Today (and previously), if I wanted to perform surveillance against a target, I would tap his phone line. In the very old days I would physically attach to phone lines, but these days I work with the telephone company to obtain electronic access. The telcom is a service provider and as such is subject to CALEA, which mandates providing various snooping capabilities for LEA use.
Also today, and definitely tommorow, targets are using VoIP. VoIP can be monitored by watching broadband lines, but "tapping a line" is not sufficient. The classic deficiency is call forwarding. As described at the conference today, assume a LEA is watching all broadband traffic to and from a target. If the target enables call forwarding through his VoIP provider, a LEA watching network traffic will not see a call come in if the VoIP provider forwards it elsewhere.
Therefore, gaining access to that critical information requires monitoring the service, not the line.
Extend the services to be monitored beyond VoIP. Suddenly you can probably imagine many scenarios where LEAs would want to essentially be inside the service, or able to tap data directly from the service. The line to the target is secondary. For example, why try to follow a target from Internet cafe to Internet cafe if you can just watch his chat room, Web forum, or other meeting place directly?

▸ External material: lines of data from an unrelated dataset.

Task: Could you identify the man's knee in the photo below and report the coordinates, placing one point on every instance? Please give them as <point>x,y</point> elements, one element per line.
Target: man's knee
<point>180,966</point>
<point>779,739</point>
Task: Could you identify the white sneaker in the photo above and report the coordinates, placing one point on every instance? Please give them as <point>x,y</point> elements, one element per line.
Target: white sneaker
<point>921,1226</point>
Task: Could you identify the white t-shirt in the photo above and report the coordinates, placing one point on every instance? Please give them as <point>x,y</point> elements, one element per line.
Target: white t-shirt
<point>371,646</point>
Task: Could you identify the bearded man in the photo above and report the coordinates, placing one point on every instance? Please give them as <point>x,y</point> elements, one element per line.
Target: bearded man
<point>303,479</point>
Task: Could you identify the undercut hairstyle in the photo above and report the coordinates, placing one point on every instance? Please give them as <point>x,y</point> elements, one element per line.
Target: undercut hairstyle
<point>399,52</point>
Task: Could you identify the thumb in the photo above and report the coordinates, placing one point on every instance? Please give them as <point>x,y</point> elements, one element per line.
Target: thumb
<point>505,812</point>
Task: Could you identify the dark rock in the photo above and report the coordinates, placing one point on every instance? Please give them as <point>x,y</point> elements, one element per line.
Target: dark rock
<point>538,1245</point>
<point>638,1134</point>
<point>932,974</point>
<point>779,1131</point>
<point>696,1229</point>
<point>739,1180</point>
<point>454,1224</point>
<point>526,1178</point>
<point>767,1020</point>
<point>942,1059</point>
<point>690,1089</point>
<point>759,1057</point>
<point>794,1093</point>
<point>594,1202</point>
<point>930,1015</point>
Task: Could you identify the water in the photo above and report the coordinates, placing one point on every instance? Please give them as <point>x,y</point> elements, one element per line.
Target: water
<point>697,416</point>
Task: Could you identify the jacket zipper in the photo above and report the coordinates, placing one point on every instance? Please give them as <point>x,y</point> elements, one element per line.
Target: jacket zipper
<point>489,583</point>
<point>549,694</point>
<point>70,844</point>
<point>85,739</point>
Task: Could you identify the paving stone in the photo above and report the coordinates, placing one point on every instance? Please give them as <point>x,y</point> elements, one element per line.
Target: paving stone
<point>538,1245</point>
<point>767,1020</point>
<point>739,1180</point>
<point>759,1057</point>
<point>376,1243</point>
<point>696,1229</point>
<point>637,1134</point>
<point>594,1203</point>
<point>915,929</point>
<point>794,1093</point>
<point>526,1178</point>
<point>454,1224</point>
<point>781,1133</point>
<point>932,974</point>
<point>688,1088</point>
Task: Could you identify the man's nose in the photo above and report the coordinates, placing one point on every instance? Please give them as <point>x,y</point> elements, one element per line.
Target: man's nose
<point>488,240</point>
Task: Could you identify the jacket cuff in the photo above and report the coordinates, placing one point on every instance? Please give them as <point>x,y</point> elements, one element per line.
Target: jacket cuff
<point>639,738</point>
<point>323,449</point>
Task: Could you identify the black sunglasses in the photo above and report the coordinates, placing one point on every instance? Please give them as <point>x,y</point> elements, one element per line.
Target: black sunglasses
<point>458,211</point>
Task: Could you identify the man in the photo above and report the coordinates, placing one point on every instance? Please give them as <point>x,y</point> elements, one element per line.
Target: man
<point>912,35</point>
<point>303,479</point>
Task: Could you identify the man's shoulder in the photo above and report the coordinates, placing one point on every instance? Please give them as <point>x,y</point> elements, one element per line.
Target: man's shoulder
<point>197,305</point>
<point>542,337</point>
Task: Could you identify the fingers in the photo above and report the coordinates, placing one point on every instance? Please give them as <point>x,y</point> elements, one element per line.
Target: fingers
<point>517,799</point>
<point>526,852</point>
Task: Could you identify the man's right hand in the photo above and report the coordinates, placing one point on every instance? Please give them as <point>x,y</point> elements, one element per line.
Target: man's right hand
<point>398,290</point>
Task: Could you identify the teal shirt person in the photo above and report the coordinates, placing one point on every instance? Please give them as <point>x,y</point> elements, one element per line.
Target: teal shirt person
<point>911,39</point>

This seems less like Big Brother and more like Embedded Brother. Any application wich law enforcement might consider a source of data on a target could be compelled by law to provide a means for LEA to perform lawful intercept. Already we are seeing signs of this through various data retention directives. One of the conference panelists mentioned a story from Germany that makes this point. He said Germany (or at least part of it) has a system that tracks cars paying tolls. When the system was deployed it was forbidden to use such data for tracking car owners, even if crimes were committed. However, a person was run down at a toll booth. After the crime happened, an outcry erupted to use the toll logs to identify the culprit. This is the sort of "emergency thinking" that results in powers be granted to LEAs to become ever deeper into technology services.
One financial note: consider buying stock in log management and storage vendors. All of this data needs to be managed and stored.
My previous thoughts on this subject appear in posts containing the lines The Revolution Will Be Monitored.
In one of my classes I list the reasons why people monitor, in this progression:
- Performance: is our service working well?
- Fault: why does our service fail?
- Security: is our service compromised?
- Compliance: is our service meeting legal and regulatory mandates?
Many companies are still at step 2. Step 3 might be leapfrogged and step 4 might be here sooner than you think. Hopefully data collected for step 4 will inform step 3, thereby serving a non-LEA purpose as well.
Incidentally I did not hear the term encryption mentioned as a challenge for law enforcement. I'll let the conspiracy theorists chew on that one. In a service-oriented lawful intercept world, I would imagine LEAs could access data unencrypted at the service provider if end-to-end encryption were not part of the service. In other words, maybe your VoIP call is encrypted from you to the provider, and from the provider to the recipient, but the LEA can intercept at the hub of the communication.
Update: I want people to understand that me predicting this development does not mean I agree with it. I prefer privacy to what's going to happen.